Thank you so much for those that voted for my stories. I really appreciate it.

And for those who left comments and feedback, thank you very much. I learn a lot and I love reading them. They definitely help to make me write better.

(PICTURE)----------> Trevor's sisters Piper and Shay. Aren't they gorgeous!!!! ^_^

Oh, as usual please vote and leave comments and feedback on this chapter as well. If you want, you can always send me a private message here on WP. I promise you I have very thick skin, so...

Thanks again!

Much love,

~BlissfullyInLove93~

TREVOR

It has been two weeks since I first met Rory that Friday. I haven’t heard anything from him nor has he heard anything from me. Since that Sunday night when I had my epiphany or realization or whatever you want to call it, I couldn’t get myself to call or even text him. There were so many times I got so close to call him and to hear his voice. I have been craving to touch him, to feel his touching me, to see those beautiful cerulean eyes of his, to kiss his light pink plump kissable lips, to have him again in my bed, to have his sexy little body under me or on top of me. My God I missed him. I really missed him. I really did.

But I was a coward. I have been having so many second thoughts and doubts about being with Rory. Most of the time I just thought that this would only be a phase like what happens to so many people when they have attractions towards people of the same sex; I of course thought the same.

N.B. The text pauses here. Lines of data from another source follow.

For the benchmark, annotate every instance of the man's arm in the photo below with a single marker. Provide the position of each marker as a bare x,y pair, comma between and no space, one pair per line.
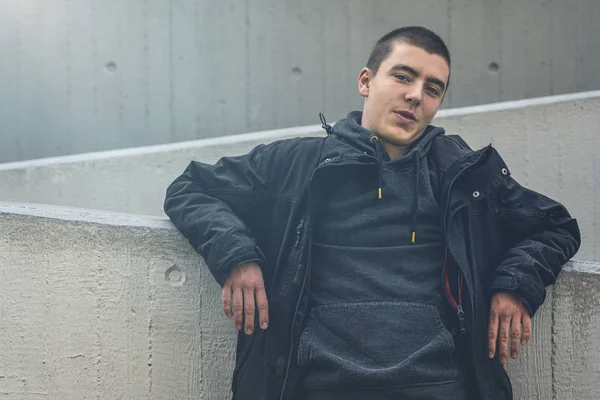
209,204
541,237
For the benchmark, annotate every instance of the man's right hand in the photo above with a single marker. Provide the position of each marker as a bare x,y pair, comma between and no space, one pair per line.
244,291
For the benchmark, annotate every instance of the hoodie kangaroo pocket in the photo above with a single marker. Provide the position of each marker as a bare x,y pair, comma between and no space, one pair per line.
376,344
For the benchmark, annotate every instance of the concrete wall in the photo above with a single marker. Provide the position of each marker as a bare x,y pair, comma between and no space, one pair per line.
113,306
90,75
550,144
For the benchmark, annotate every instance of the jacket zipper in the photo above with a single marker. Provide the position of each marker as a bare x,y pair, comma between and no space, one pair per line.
299,228
457,305
299,232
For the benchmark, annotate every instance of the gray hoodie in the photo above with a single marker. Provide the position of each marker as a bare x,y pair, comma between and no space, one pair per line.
377,315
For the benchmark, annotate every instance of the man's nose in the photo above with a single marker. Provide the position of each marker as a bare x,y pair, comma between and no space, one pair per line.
414,94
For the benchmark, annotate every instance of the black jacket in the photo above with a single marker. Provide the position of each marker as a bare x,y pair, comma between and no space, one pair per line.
500,237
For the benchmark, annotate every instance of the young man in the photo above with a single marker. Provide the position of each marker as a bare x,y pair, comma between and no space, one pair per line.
384,261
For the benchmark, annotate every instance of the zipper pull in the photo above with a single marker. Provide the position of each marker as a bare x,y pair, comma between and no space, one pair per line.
461,320
298,232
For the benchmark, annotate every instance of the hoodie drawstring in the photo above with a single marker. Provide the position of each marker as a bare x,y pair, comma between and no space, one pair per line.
415,151
375,140
416,196
324,124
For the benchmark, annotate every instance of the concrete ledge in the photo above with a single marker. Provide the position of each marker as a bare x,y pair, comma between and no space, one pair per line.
550,144
104,305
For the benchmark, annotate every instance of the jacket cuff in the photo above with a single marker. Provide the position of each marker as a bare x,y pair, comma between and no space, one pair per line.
244,256
527,296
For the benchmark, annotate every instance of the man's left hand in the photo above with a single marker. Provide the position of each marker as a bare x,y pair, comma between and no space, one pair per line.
507,315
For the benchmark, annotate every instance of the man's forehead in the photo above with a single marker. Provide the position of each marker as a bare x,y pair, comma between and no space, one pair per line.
417,59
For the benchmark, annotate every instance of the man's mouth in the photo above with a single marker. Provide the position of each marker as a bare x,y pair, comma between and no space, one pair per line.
406,115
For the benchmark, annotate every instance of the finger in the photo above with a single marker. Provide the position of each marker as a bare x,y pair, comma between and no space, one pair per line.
263,307
238,307
492,334
527,328
515,337
249,310
504,338
226,300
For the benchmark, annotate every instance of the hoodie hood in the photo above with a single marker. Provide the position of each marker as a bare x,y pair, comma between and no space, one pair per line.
349,130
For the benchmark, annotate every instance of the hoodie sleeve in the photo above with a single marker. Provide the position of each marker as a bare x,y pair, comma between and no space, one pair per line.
542,238
213,205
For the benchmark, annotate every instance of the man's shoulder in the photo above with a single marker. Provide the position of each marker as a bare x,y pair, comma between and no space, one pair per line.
447,149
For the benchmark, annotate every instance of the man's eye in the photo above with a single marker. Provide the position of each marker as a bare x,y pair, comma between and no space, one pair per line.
433,91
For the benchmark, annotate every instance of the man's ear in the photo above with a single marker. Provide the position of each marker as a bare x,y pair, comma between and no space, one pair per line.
364,81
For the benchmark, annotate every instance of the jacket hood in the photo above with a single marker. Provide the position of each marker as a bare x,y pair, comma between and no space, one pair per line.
350,131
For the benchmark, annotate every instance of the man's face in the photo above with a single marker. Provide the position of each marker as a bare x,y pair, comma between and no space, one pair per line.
404,95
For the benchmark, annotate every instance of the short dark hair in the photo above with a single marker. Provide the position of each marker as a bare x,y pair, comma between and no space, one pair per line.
415,35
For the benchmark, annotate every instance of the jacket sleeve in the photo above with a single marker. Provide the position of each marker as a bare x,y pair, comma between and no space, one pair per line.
540,236
212,206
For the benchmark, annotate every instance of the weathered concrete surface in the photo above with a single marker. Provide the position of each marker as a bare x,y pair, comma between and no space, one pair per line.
550,144
91,75
115,306
99,306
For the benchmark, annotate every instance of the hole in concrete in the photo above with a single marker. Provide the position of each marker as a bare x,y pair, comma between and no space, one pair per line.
493,67
175,276
111,67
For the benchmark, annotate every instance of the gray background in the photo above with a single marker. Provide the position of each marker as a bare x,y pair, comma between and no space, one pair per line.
88,75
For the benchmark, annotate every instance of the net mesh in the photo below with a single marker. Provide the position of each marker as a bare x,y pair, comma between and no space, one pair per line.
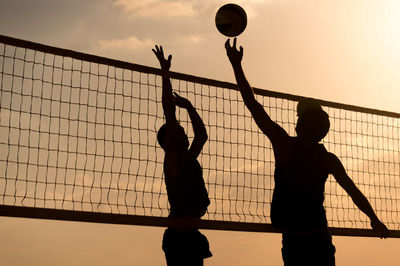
80,135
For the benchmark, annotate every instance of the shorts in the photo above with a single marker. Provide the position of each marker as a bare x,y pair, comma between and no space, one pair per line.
308,249
185,245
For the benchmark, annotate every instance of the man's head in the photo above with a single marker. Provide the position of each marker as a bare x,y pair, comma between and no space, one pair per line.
313,122
181,137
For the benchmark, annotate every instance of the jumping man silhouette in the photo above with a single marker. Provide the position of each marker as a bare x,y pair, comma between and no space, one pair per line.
302,166
183,244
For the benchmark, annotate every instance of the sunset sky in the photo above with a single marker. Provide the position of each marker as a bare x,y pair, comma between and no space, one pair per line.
346,51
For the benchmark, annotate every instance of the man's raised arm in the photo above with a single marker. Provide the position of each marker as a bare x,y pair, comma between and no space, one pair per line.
168,102
199,130
273,131
339,173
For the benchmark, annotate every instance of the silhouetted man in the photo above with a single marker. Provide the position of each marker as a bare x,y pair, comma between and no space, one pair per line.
183,244
302,166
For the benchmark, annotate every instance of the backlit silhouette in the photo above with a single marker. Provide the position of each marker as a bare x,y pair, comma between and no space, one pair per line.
183,244
302,166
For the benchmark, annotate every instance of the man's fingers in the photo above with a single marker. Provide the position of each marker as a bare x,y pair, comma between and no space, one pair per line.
227,44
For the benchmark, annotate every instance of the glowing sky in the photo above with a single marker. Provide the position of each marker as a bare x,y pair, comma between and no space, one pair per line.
337,50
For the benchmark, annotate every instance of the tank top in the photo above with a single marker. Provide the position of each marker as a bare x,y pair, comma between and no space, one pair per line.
187,194
297,202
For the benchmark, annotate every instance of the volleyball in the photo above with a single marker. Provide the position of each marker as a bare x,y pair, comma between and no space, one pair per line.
231,20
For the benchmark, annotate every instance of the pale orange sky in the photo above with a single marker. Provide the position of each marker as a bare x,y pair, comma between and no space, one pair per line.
338,50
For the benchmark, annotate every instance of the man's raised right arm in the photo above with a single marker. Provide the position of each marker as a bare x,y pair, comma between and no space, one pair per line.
271,129
167,97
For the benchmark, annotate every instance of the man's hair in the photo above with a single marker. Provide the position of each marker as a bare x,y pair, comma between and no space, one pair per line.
161,135
306,104
314,124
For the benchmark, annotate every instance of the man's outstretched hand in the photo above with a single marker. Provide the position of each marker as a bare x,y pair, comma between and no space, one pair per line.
182,102
235,56
379,228
165,64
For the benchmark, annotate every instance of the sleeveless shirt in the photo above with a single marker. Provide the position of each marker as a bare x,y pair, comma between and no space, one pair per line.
297,202
187,194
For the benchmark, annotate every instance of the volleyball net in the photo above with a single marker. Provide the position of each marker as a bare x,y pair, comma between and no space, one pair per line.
78,142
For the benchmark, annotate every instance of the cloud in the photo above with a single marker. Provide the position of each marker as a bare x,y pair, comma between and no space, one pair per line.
157,8
130,43
163,9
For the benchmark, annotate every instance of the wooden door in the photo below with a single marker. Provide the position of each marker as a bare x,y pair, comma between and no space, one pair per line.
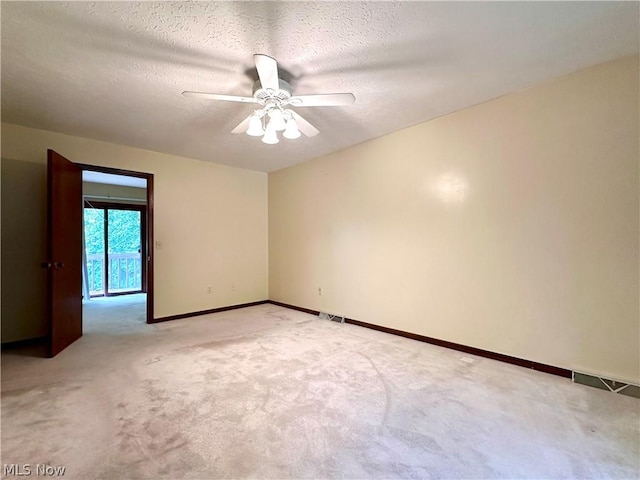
64,252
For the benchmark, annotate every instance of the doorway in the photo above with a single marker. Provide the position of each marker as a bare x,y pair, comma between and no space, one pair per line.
117,240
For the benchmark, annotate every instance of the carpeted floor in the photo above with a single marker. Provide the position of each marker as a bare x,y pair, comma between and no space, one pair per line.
267,392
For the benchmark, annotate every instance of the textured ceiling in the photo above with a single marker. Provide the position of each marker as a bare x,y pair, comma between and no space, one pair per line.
114,71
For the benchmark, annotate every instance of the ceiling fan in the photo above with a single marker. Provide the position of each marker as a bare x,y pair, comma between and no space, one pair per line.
274,95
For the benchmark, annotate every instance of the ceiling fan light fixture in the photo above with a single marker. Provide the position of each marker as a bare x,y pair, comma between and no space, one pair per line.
276,118
255,126
291,132
270,135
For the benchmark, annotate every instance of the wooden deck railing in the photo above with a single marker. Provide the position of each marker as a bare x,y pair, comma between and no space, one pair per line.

What irked me  was not that I had feelings for Rory, or that he was a guy. That ship had long left the port and sailed away. Although, I would be lying if I said it didn’t bother me because at times it did. Like I said before this might just be a phase, but sometimes it didn't; it just felt right. See, what did I tell you. You don’t have to tell me twice that I’m a coward, that I’m not a man brave enough to face his fears because I felt it all the time.

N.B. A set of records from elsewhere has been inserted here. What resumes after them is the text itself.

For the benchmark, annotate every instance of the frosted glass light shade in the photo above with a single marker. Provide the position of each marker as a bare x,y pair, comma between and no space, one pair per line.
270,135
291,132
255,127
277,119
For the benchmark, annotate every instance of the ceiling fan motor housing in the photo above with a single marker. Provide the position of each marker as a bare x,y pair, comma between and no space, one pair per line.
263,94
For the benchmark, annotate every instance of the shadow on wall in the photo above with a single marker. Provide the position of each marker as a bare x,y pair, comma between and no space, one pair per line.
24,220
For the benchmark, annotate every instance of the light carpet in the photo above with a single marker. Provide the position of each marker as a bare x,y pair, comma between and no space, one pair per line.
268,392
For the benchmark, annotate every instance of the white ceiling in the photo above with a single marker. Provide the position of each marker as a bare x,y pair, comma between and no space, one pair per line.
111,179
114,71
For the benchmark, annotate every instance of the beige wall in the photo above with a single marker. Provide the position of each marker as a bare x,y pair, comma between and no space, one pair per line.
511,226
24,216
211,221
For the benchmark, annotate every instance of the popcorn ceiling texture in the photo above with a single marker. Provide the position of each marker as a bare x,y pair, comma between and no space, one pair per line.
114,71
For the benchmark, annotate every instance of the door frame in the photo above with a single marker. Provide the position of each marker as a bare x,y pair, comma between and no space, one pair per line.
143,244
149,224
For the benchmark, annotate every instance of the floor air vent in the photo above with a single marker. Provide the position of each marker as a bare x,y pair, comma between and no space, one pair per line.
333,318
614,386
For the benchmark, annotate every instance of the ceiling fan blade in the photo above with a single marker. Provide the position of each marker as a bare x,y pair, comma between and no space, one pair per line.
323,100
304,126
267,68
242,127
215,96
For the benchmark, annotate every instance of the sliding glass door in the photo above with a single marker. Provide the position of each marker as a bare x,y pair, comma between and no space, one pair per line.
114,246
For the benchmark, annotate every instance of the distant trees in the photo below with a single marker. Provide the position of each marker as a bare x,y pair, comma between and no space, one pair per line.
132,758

But, what bothered me the most instead was the thought that Rory might not feel the same as I am. That scared me the most. My fragile and little ego as a grown and masculine man couldn’t take that. It would hurt me so much that this time even my little Ally and Sebastian, my niece and nephew, couldn’t get me out of my depression and funk.

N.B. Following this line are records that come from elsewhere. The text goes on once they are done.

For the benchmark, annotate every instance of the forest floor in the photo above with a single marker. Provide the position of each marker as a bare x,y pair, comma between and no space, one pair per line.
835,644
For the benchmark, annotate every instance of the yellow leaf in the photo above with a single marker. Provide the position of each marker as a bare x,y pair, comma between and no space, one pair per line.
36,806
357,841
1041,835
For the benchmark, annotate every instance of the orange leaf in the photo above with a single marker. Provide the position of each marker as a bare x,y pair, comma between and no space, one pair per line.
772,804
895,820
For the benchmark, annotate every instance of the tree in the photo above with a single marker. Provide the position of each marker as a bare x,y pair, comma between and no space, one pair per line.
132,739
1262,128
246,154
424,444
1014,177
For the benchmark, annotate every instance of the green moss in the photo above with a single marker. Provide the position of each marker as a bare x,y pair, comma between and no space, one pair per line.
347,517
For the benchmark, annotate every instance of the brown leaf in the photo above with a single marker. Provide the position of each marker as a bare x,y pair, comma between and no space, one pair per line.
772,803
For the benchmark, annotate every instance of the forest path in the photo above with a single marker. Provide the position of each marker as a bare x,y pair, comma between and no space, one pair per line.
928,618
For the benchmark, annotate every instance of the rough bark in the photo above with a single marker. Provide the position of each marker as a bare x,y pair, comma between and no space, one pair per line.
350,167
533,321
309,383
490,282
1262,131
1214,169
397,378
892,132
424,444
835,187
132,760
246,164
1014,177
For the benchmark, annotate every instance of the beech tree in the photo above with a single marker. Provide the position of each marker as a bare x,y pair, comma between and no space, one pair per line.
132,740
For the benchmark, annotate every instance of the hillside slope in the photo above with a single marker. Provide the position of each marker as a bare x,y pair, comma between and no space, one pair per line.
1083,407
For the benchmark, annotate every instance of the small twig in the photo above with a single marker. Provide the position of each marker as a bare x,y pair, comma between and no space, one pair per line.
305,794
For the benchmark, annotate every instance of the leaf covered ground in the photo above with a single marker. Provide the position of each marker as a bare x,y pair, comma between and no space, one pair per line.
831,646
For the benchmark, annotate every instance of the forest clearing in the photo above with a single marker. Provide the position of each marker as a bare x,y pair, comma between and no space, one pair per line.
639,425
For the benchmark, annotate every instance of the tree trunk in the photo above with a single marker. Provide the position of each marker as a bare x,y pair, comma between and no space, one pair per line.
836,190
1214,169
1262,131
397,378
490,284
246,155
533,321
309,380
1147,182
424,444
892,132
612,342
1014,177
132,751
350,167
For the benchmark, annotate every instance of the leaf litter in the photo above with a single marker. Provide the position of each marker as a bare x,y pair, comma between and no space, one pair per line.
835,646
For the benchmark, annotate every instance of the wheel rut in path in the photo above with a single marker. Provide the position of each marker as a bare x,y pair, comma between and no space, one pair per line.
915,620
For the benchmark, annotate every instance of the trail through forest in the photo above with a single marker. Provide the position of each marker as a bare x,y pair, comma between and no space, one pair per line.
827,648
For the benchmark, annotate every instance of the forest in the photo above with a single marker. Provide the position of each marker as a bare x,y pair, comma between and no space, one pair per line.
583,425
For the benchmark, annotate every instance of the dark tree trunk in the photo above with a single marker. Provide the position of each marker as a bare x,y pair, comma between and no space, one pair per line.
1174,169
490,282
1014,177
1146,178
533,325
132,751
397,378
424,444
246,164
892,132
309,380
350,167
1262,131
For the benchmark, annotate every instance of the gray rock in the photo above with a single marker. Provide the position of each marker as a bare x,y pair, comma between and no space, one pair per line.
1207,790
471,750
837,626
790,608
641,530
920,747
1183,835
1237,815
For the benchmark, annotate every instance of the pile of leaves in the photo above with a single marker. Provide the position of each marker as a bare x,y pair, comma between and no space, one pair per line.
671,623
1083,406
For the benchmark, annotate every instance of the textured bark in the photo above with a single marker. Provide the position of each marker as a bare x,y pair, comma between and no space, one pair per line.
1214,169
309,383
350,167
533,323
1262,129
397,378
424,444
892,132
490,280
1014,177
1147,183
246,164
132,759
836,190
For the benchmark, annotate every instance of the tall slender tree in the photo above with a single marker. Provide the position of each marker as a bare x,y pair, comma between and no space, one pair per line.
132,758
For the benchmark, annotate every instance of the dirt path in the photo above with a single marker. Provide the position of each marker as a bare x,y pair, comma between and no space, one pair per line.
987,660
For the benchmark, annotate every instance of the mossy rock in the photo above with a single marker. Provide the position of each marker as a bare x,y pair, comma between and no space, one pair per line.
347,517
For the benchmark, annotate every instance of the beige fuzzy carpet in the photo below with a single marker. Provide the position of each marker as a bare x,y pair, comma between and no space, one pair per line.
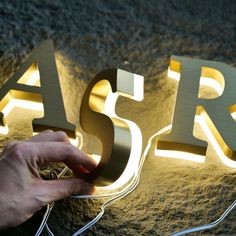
138,36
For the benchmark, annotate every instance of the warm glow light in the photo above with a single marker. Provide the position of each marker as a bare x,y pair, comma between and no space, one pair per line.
38,106
136,147
4,130
205,81
34,78
209,135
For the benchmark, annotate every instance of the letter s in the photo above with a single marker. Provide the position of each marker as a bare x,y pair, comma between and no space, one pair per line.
121,139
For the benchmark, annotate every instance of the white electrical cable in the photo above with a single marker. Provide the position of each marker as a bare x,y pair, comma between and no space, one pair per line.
123,193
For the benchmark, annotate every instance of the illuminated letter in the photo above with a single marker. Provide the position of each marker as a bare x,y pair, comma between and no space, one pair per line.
121,139
20,90
216,113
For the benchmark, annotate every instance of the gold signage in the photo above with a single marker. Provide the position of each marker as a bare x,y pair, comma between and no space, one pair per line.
36,86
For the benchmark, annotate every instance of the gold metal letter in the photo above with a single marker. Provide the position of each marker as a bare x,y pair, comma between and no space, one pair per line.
20,90
217,112
121,139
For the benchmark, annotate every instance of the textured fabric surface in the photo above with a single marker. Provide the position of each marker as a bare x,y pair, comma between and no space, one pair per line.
138,36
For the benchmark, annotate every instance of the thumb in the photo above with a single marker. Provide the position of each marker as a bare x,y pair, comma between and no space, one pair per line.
54,190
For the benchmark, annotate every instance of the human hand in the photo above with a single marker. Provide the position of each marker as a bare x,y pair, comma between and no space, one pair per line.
22,191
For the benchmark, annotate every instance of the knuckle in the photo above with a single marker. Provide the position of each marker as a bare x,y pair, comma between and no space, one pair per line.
62,136
9,145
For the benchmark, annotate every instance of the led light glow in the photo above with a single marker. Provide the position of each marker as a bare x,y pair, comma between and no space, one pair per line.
204,81
209,137
136,146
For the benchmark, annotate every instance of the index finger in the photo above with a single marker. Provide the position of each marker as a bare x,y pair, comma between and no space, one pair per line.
46,152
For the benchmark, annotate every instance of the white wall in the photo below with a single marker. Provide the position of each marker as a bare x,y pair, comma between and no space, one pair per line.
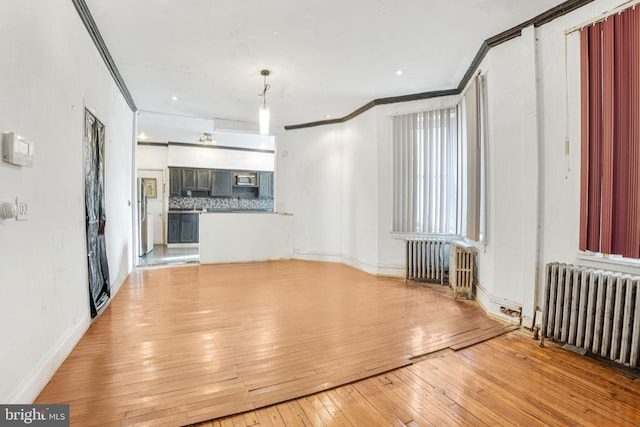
309,184
219,159
51,70
244,237
359,237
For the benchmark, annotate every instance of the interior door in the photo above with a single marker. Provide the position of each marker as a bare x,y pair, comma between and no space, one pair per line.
155,204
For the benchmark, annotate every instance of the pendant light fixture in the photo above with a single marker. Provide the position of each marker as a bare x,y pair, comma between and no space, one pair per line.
264,110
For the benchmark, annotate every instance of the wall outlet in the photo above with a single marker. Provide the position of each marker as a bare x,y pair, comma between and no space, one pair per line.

Well, I did have a sit down and talk with my sisters. I needed their opinions and input. I also needed their advice. I would be lying big time if I said I wasn’t afraid that they would find me disgusting and didn’t want to have anything to do me anymore. I was scared shitless to think that i'd be even more lonely if my family and friends couldn't handle the fact that I wanted Rory.  Fortunately for me, what happened instead surprised me. To say I was shocked was an understatement. I was beyond shock.